Message-Authenticator Check Use Cases

The following scenarios document the use cases for configuring the Request Message Authenticator flag to check for the Message-Authenticator attribute in RADIUS packets. This flag is configurable when defining the following:

• External Radius server for AP/OmniSwitch (No UPAM)
• UPAM as Proxy between AP/OmniSwitch and External Radius

External Radius Server for AP/OmniSwitch (No UPAM)

An Access Point or OmniSwitch sends RADIUS AAA requests directly to a RADIUS server (on-premises or hosted elsewhere); UPAM is not involved in this scenario.

Access Point RADIUS Packets:

• OmniVista configures the AAA RADIUS settings on the AP or OmniSwitch through the AAA Server Profile.
• The Require Message Authenticator flag in the AAA Server configuration on an Access Point influences the behavior of APs running AWOS >= 5.0.2 when accepting RADIUS response packets from the specified RADIUS server.
  • When enabled, the AP enforces that the RADIUS response packet from the RADIUS server includes the Message-Authenticator attribute; otherwise, it drops the response packet.
  • When disabled—or for APs running AWOS < 5.0.2—the AP does not verify the Message-Authenticator attribute in RADIUS responses from any RADIUS server.
• Access Points always send the Message-Authenticator attribute in RADIUS requests, regardless of the AWOS version or the Require Message Authenticator setting (enabled or disabled). It is up to the RADIUS server whether to check for the Message-Authenticator attribute in the RADIUS request packets received from the AP.

OmniSwitch RADIUS Packets:

By default,

• The OmniSwitch does not send the Message-Authenticator attribute in RADIUS requests.
• The OmniSwitch does not check for the Message-Authenticator attribute in RADIUS responses.

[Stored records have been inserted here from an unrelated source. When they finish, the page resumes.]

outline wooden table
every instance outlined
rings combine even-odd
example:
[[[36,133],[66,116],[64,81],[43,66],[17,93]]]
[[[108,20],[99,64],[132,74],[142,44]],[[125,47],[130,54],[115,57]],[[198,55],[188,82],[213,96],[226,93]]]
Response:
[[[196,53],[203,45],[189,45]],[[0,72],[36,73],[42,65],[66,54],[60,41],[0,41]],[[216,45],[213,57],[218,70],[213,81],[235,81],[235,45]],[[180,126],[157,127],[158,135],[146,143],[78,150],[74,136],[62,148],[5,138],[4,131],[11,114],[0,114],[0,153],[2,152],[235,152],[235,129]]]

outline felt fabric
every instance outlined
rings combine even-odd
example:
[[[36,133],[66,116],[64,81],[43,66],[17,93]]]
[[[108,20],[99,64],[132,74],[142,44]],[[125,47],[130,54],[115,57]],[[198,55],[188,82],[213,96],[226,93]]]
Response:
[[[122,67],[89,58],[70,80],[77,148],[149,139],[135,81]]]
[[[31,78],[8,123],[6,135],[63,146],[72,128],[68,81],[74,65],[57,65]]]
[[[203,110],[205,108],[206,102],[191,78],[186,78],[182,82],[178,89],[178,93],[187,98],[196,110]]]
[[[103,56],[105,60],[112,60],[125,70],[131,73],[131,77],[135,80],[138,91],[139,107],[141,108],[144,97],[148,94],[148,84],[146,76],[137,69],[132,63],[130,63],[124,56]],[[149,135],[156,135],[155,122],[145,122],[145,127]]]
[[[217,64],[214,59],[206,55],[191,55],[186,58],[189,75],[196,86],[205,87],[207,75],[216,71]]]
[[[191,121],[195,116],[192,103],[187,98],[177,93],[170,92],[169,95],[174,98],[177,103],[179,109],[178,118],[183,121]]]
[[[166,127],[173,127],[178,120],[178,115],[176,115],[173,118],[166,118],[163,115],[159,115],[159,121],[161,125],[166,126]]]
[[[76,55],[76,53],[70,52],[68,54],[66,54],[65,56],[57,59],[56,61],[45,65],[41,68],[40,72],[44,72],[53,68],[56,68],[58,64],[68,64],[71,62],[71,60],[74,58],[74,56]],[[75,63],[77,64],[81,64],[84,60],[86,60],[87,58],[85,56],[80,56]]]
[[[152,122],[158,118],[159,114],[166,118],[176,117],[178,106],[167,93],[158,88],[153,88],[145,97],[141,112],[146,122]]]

To ensure that the OmniSwitch includes the Message-Authenticator in all RADIUS packets sent and also enforces validation of the Message-Authenticator attribute in all responses received from any RADIUS server, use the aaa radius message-authenticator CLI command on the switch. This CLI command is a global command supported on AOS 8.10R2 or higher. Note that you can also issue this command using the OmniVista CLI Scripting application.

Notes:

• The Require Message Authenticator flag is not supported on TLS-enabled RADIUS servers; therefore, not configurable when TLS is enabled.
• Default settings for the Require Message Authenticator flag:
  • Enabled when a new RADIUS server is created (TLS is disabled).
  • Enabled for the "UPAMRadiusServer" on a fresh OmniVista installation.
  • Disabled for a RADIUS server that already existed when OmniVista was upgraded from release 4.9R1 to 4.9R2. If the flag is then enabled on 4.9R2, the status is retained on subsequent OmniVista release upgrades.
  • Disabled for a TLS-enabled RADIUS server (Require Message Authenticator flag not available).
• Enabling the Require Message Authenticator flag is highly recommended to prevent attempts to forge authentication responses by spoofing UDP-based RADIUS response packets.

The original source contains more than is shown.